In flexibility: Typescript > Flow
In strictness + dev time: Flow > Typescript
In an untyped world in dev time : Untyped > Typescript > Flow

Flow may cost the most up front, but having true enforced type checking across the code base will drive out more bugs and reduce dev time significantly.

Typescript is optional, but can achieve the same type checking goal without having to implement it throughout the entire code base. Typescript is just a tool you can integrate throughout your code base. You can optionally run your JavaScript through a TypeScript compiler and it will help you find bugs in the code.

I'm a firm believer that if code is part of your core business, all data types need to be strictly defined. When using Typescript, the use of any or other generic types is frowned upon.

Untyped is the wild west. When you have no guarantees on data types (i.e. ), there are no more guarantees when the owner changes their data types, its consumers will remember to change their code as well. The hidden cost to this is that consumers are not made aware of the breaking change. So they will have to find it runtime with numerous hot fixes for each consumer.

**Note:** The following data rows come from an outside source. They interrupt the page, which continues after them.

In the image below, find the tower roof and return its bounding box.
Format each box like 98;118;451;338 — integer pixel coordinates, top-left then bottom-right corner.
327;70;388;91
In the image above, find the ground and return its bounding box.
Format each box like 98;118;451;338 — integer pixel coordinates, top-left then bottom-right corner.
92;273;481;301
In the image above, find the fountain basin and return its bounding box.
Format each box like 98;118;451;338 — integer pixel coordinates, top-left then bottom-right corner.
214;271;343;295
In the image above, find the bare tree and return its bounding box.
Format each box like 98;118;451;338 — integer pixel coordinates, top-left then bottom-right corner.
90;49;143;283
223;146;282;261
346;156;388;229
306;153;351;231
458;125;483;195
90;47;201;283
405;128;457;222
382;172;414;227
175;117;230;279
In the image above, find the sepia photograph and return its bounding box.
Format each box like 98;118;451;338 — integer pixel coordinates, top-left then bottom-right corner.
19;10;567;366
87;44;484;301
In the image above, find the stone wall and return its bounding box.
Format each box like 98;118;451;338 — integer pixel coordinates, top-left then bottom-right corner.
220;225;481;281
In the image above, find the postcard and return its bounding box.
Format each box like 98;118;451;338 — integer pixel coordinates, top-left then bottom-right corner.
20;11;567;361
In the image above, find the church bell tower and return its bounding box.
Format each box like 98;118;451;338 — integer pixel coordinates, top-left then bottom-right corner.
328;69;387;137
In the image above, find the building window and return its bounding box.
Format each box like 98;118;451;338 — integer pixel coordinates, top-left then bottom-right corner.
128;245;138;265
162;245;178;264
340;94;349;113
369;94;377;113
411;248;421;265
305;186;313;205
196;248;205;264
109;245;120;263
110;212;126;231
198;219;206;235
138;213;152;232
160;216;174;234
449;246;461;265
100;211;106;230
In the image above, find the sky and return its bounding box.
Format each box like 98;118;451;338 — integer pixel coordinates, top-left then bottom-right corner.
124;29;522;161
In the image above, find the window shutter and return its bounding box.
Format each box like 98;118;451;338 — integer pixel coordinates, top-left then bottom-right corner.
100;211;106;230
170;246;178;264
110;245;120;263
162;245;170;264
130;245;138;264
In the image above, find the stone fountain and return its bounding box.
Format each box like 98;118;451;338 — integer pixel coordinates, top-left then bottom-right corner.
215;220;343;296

When you run into a data type issue, typically a null reference exception, it can potentially take hours to debug. As that data flows through the systems, its value can be mutated and changed. When it arrives to your system, you have no idea whether it is a collection or primitive by looking at the variable. You have to run it to verify that it is truly a collection or primitive. If the provider of that data changes it, you can setup a shared data contract with your consumers, letting them know when types change or new versions become available.

My firm stance: There must be an agreed upon contract with data types if you are writing enterprise level code.